The rush to sell comes as sugar futures in New York almost doubled over the past year with global demand in the next season seen outpacing production by the most since at least 2000. That’s a reversal of a four-year-long decline that slashed profits in the industry, causing about 50 sugar and ethanol mills in Brazil to close and 70 to file for bankruptcy since 2011.
Now, with the sweetener reaching a nominal record in July when measured in reais, companies that sold in advance will be able to post gross margins of above 50 percent in exports in the season starting in April, twice as much as current levels, said Arnaldo Luiz Correa, a partner at Archer Consulting.
"It has been an unmissable opportunity," Correa said in a telephone interview.
About 4.3 million tons of Brazilian sugar for delivery in the local harvesting season starting April 2017 were already priced by mills in U.S. future markets as of the end of July. That corresponds to about 16 percent of projected exports, which makes it the fastest sale pace since at least 2012, when Archer started monitoring those transactions.
"Prices are very attractive, signaling robust cash generation," Rui Chammas, the chief executive officer of Biosev, said in a telephone interview. The company is studying options that include the addition of capacity at current plants, allowing it to divert more cane to sugar production instead of ethanol as it seeks to take full advantage of favorable market conditions, he said. "This deficit cycle will still bring opportunities ahead of the harvest."
Sao Martinho SA, which usually starts selling its upcoming crop by September, had already sold 151,000 tons of sugar, or about 15 percent of its own cane production, for delivery in 2017 as of June 30. The amount was sold at an average price of 19.33 cents a pound, the company said in a filing on Aug. 8. Sugar for October delivery fell 0.7 percent to 20.52 cents a pound in New York. The futures contract has climbed 40 percent this year.
The improved outlook for sugar has boosted shares of publicly traded producers in Brazil. Cosan, which also controls fuel distribution assets, has doubled over the past year, compared with the 26 percent gain for Brazil’s benchmark gauge. Biosev’s stock has also doubled, while Sao Martinho has risen 60 percent.
Cosan rose 3.3 percent to 37.78 reais at 3 p.m. in Sao Paulo, heading to the highest close since October 2014.
Selling sugar at current prices will enable top producers including Cosan and Sao Martinho to pay larger dividends and eventually make acquisitions, Credit Suisse analyst Viccenzo Paternostro said in an interview.
Brazil’s mills rush to sell may be a sign that the best rally among agricultural commodities has largely run its course as most analysts see sugar prices at their peak. Futures traded on ICE Futures are seen falling to 18 cents a pound in 2017, according to the median of analyst forecasts compiled by Bloomberg.
While a possible selloff by speculators in the U.S. futures market may send sugar prices down in the short term, the prospect of a widening global supply deficit combined with limited production expansion in Brazil should keep prices at attractive levels in the long term, Joao Alberto Abreu, Raizen’s sugar and ethanol vice president, said in an interview.

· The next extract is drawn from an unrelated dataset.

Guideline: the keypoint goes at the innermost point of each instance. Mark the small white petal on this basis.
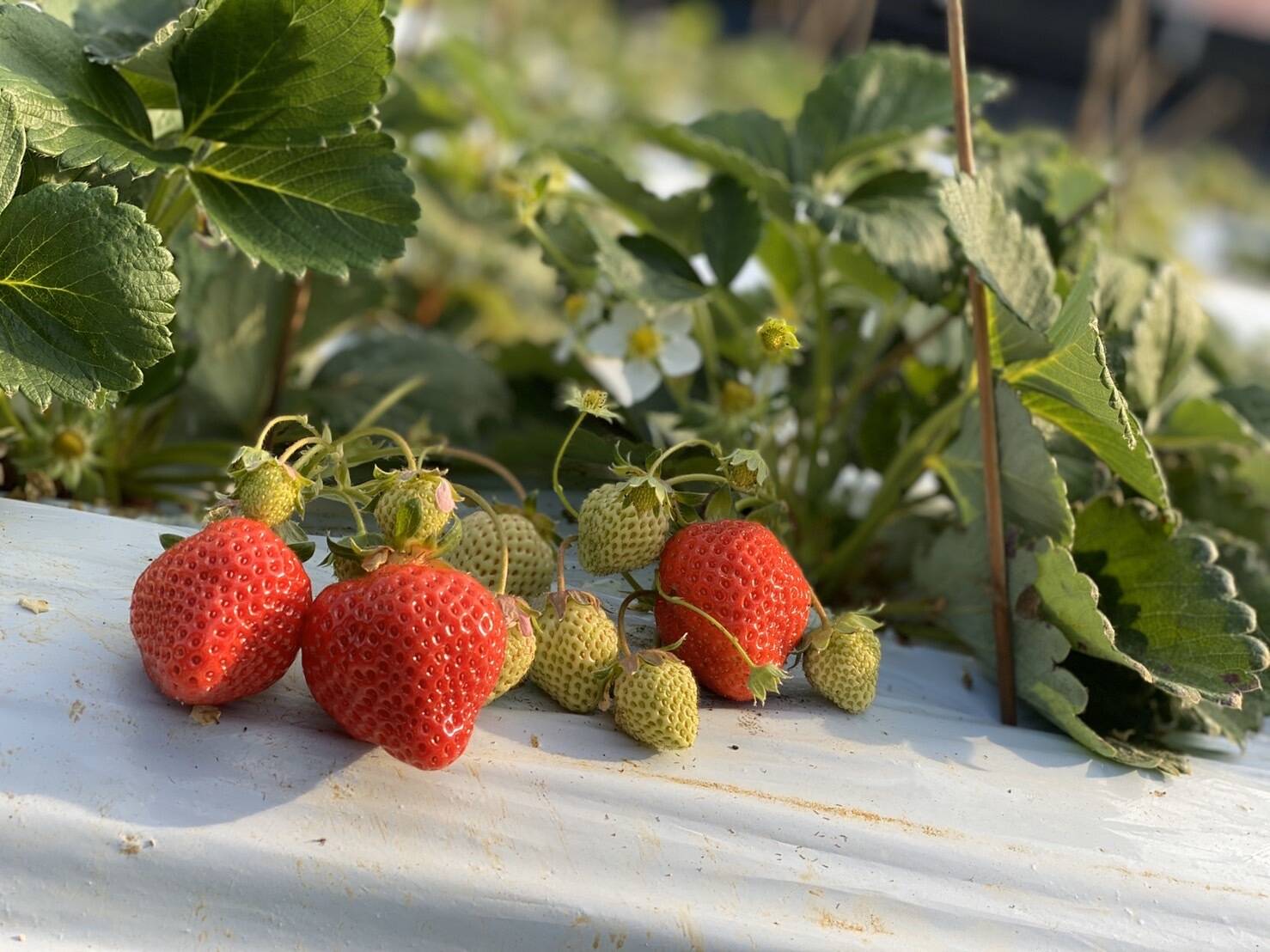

Higher sugar prices also offer hope for troubled companies including Tonon Bioenergia, which is under bankruptcy protection after defaulting last year.
"Margins will be high next year, and it will allow the company to reduce its debt," said Antonio Duarte, the manager at DGF Investimentos, the Brazilian private-equity firm that co-owns Tonon.
The real lost 33 percent against the U.S. dollar last year as Brazil slid into its worst recession in a century amid a corruption scandal and political crisis, boosting local prices for commodities that are usually traded in dollars in export markets. While the currency has recouped most of that lost ground with a world-beating 23 percent rally in 2016, it’s still 26 percent down from the past five years’ average.